Du journal intime au livre

Elle qui a transmis le flambeau il y a plusieurs années a récemment eu les honneurs d’un dîner avec d’anciens participants. Pourquoi avoir décidé de coucher sur le papier son parcours? «J’avais simplement commencé à écrire un journal, cela m’aide à voir les choses plus clairement. Et puis, c’est devenu un livre.» Elle continue d’écrire. Sur sa mère, aujourd’hui décédée. «L’influence qu’elle a eue sur moi, nos trajectoires.»

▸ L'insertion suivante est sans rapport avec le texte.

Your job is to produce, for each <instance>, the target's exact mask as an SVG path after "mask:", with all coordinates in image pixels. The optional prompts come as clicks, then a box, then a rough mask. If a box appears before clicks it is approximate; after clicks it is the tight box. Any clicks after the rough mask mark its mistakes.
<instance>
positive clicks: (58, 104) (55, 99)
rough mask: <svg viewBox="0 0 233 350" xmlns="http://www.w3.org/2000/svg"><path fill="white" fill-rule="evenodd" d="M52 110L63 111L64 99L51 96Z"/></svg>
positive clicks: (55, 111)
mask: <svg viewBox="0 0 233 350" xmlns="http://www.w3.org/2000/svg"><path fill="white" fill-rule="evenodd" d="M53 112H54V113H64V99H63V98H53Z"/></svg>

L’année prochaine, cela fera cinquante ans qu’elle a épousé Henry. Il apparaît, bien sûr, dans Errances. Mais de manière fugace, comme sa fille Danièle. «C’est difficile de parler des vivants, que ce soit en bien comme en mal. Je ne voulais surtout pas les blesser. Avec Danièle, cela n’a pas toujours été simple. Mais je crois pouvoir dire que cela va mieux.» De son mari, elle dit qu’il y a entre eux «une immense tolérance et la certitude d’être là l’un pour l’autre». Par e-mail, lui nous avoue «ne pas avoir tout lu. Mais Lucienne a toujours parlé ouvertement de son passé, alors rien de ce que j’ai pu lire ne m’a surpris». C’est à Henry et Danièle que le livre est dédié.